Interestingly, the deepspeed
entry point looks fine and is found in my $PATH
after installation. And I can see the DeepSpeed library installed under ~/miniconda3/envs/test/lib/python3.7/site-packages/deepspeed/
(where test
is my conda environment name), and also see the expected ~/miniconda3/lib/python3.7/site-packages
in my sys.path
...so I'm not sure why the deepspeed library is not importable.
from deepspeed.
Yes, I remember having this problem a lot when trying to install deepspeed normally with the install.sh file. With a normal python virtual env it works, but for some reason with Conda, it consistently tries to install to another location. The only thing I found to work was to force pip (when using conda) to force the install location to where the install.sh file installs Apex.
from deepspeed.
@ShadenSmith , it is easier to install deepspeed via your conda command than 'install.sh' (prone to fail). In the deepspeed channel, only early-version deepspeed exists.

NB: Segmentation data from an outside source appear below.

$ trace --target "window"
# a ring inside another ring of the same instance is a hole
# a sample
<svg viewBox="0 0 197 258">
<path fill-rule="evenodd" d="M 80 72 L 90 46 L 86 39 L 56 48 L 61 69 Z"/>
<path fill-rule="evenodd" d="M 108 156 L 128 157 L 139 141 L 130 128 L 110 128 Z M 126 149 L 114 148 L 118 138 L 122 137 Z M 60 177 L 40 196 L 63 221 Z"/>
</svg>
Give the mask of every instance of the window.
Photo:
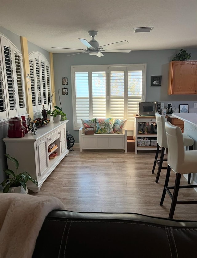
<svg viewBox="0 0 197 258">
<path fill-rule="evenodd" d="M 29 60 L 33 111 L 39 111 L 43 105 L 47 109 L 51 96 L 50 66 L 38 52 L 29 55 Z"/>
<path fill-rule="evenodd" d="M 0 35 L 0 120 L 26 113 L 22 55 Z"/>
<path fill-rule="evenodd" d="M 138 103 L 145 100 L 146 64 L 71 67 L 74 127 L 81 119 L 127 119 L 133 130 Z"/>
</svg>

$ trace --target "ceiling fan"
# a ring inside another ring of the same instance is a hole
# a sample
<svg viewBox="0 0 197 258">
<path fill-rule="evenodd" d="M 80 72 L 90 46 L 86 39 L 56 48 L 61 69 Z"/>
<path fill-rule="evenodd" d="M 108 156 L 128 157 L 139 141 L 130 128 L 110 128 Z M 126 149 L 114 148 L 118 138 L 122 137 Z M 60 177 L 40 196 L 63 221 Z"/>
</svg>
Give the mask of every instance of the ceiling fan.
<svg viewBox="0 0 197 258">
<path fill-rule="evenodd" d="M 121 46 L 124 44 L 129 43 L 128 41 L 127 40 L 123 40 L 123 41 L 119 41 L 118 42 L 115 42 L 114 43 L 112 43 L 111 44 L 107 44 L 103 46 L 99 46 L 98 42 L 94 39 L 94 37 L 95 37 L 98 33 L 98 32 L 96 30 L 89 30 L 88 31 L 89 35 L 92 37 L 92 39 L 91 39 L 90 41 L 88 42 L 86 39 L 83 38 L 79 38 L 80 41 L 83 44 L 87 47 L 87 49 L 80 49 L 78 48 L 67 48 L 66 47 L 52 47 L 52 48 L 62 48 L 64 49 L 73 49 L 75 50 L 82 50 L 84 52 L 80 52 L 79 53 L 77 53 L 75 54 L 72 54 L 70 55 L 67 55 L 66 56 L 68 56 L 70 55 L 74 55 L 78 54 L 81 54 L 83 53 L 88 53 L 89 54 L 91 55 L 96 55 L 100 57 L 103 56 L 103 55 L 102 52 L 113 52 L 113 53 L 128 53 L 131 50 L 131 49 L 115 49 L 111 48 Z"/>
</svg>

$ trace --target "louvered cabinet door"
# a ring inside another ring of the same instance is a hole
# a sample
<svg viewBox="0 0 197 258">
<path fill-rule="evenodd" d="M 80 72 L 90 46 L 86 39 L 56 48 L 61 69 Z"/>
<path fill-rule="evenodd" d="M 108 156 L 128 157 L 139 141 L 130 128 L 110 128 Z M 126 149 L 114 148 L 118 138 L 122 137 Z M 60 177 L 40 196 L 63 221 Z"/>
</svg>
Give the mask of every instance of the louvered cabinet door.
<svg viewBox="0 0 197 258">
<path fill-rule="evenodd" d="M 36 150 L 38 167 L 38 175 L 42 176 L 48 167 L 47 138 L 46 137 L 36 144 Z"/>
<path fill-rule="evenodd" d="M 65 126 L 61 127 L 60 131 L 60 140 L 61 141 L 61 152 L 67 149 L 66 144 L 66 125 Z"/>
</svg>

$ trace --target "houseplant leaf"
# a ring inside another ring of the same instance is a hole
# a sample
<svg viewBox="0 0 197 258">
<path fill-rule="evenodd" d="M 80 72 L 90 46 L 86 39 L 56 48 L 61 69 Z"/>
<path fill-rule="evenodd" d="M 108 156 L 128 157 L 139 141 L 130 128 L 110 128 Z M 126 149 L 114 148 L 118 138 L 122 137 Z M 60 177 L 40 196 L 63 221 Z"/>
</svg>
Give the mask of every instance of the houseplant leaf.
<svg viewBox="0 0 197 258">
<path fill-rule="evenodd" d="M 11 170 L 10 169 L 5 169 L 3 171 L 7 175 L 12 175 L 13 177 L 14 177 L 15 176 L 14 173 L 12 170 Z"/>
<path fill-rule="evenodd" d="M 26 190 L 26 183 L 25 183 L 23 181 L 22 181 L 22 180 L 21 180 L 20 181 L 20 182 L 21 184 L 22 185 L 22 187 L 24 188 L 24 189 L 25 190 Z"/>
</svg>

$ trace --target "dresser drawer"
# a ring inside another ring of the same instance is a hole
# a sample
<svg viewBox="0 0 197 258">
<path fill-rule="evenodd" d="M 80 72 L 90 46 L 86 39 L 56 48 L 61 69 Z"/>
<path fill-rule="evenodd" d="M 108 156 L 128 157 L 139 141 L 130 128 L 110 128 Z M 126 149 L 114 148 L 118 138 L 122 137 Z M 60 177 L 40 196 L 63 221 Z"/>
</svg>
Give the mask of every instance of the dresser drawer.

conda search -f deepspeed -c deepspeed
Loading channels: done
deepspeed 0.1.0 py3.6_cuda10.0.130_0 deepspeed
deepspeed 0.1.0 py3.6_cuda10.1.243_0 deepspeed
deepspeed 0.1.0 py3.7_cuda10.0.130_0 deepspeed
deepspeed 0.1.0 py3.7_cuda10.1.243_0 deepspeed
When do you plan to release new conda version of deepspeed with Zero2?
Thanks
from deepspeed.
Hi @jdongca2003, I have some time to dedicate to the DeepSpeed's conda infrastructure now that the v0.2 release is complete. I'm looking at improved packages (per the above bug report) and automating the package build process.
from deepspeed.
@ShadenSmith Thanks. I tested your conda deepspeed package on https://github.com/microsoft/DeepSpeedExamples/tree/master/cifar.

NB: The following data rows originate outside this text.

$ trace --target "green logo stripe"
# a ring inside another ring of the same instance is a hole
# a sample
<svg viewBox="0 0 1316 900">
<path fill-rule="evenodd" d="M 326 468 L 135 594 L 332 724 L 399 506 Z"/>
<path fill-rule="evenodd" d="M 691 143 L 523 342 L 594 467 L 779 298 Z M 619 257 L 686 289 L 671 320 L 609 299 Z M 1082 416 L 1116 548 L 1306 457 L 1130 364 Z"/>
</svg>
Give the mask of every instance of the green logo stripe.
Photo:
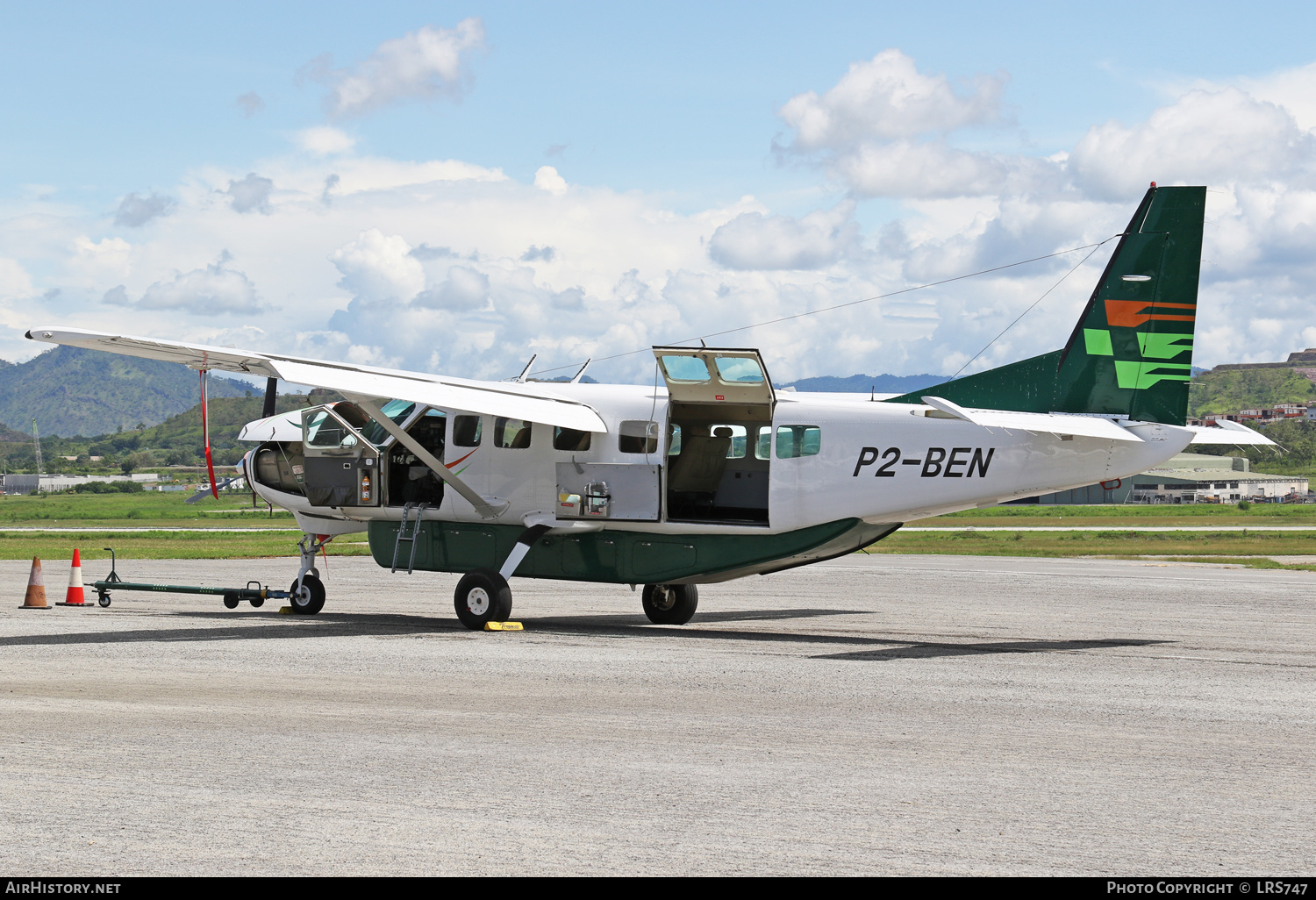
<svg viewBox="0 0 1316 900">
<path fill-rule="evenodd" d="M 1192 336 L 1138 332 L 1138 349 L 1148 359 L 1174 359 L 1180 353 L 1192 351 Z"/>
<path fill-rule="evenodd" d="M 1100 328 L 1084 328 L 1083 343 L 1087 346 L 1090 357 L 1113 357 L 1115 347 L 1111 346 L 1111 333 Z"/>
<path fill-rule="evenodd" d="M 1190 378 L 1192 366 L 1115 361 L 1115 380 L 1121 388 L 1142 391 L 1161 382 L 1187 382 Z"/>
</svg>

It failed on Tesla K80 and I got the following error mesage:
"
THCudaCheck FAIL file=csrc/fused_adam_cuda_kernel.cu line=135 error=209 : no kernel image is available for execution on the device
Traceback (most recent call last):
File "cifar10_deepspeed.py", line 178, in
model_engine.step()
File "/home/dong/miniconda3/envs/deepspeed/lib/python3.7/site-packages/deepspeed/pt/deepspeed_light.py", line 692, in step
self.optimizer.step()
File "/home/dong/miniconda3/envs/deepspeed/lib/python3.7/site-packages/apex/optimizers/fused_adam.py", line 146, in step
group['weight_decay'])
RuntimeError: cuda runtime error (209) : no kernel image is available for execution on the device at csrc/fused_adam_cuda_kernel.cu:135"

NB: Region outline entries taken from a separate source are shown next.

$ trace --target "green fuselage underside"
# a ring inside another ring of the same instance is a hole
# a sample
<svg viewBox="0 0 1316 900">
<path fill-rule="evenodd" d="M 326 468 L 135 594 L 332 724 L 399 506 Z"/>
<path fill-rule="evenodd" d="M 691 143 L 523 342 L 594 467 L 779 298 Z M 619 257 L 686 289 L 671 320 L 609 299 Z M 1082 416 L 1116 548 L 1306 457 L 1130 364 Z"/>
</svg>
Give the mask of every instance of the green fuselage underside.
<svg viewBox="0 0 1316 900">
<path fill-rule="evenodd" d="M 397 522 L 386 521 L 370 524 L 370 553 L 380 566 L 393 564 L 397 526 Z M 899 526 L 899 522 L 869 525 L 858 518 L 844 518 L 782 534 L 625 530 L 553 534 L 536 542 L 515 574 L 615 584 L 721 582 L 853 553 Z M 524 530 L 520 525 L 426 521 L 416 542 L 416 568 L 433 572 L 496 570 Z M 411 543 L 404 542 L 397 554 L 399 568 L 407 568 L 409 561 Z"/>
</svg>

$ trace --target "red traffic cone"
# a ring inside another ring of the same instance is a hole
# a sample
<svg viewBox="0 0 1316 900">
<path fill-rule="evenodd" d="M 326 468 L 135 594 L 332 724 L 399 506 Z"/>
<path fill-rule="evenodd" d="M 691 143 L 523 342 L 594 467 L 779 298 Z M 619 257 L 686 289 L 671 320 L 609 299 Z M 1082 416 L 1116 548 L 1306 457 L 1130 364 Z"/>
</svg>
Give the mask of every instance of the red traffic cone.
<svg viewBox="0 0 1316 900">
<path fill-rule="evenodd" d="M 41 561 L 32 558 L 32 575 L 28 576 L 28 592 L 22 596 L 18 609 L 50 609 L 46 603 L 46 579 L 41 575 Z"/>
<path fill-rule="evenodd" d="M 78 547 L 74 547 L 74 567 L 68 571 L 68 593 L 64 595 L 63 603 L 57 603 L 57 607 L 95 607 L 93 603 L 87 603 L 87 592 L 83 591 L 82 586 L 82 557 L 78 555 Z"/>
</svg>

But it worked well on Tesla P4. Probably deepspeed does not support old GPU architecture.
from deepspeed.
In V100, Same error with THCudaChecker happens!!
from deepspeed.
@ShadenSmith Thanks. I tested your conda deepspeed package on https://github.com/microsoft/DeepSpeedExamples/tree/master/cifar.
It failed on Tesla K80 and I got the following error mesage:
"
THCudaCheck FAIL file=csrc/fused_adam_cuda_kernel.cu line=135 error=209 : no kernel image is available for execution on the device
Traceback (most recent call last):
File "cifar10_deepspeed.py", line 178, in
model_engine.step()
File "/home/dong/miniconda3/envs/deepspeed/lib/python3.7/site-packages/deepspeed/pt/deepspeed_light.py", line 692, in step
self.optimizer.step()
File "/home/dong/miniconda3/envs/deepspeed/lib/python3.7/site-packages/apex/optimizers/fused_adam.py", line 146, in step
group['weight_decay'])
RuntimeError: cuda runtime error (209) : no kernel image is available for execution on the device at csrc/fused_adam_cuda_kernel.cu:135"But it worked well on Tesla P4. Probably deepspeed does not support old GPU architecture.
Hi @jdongca2003 ,
I encounter the same problem as you describe when using Tesla K80. And I found it work normally when applying them on Tesla V100. Have you solved this problem?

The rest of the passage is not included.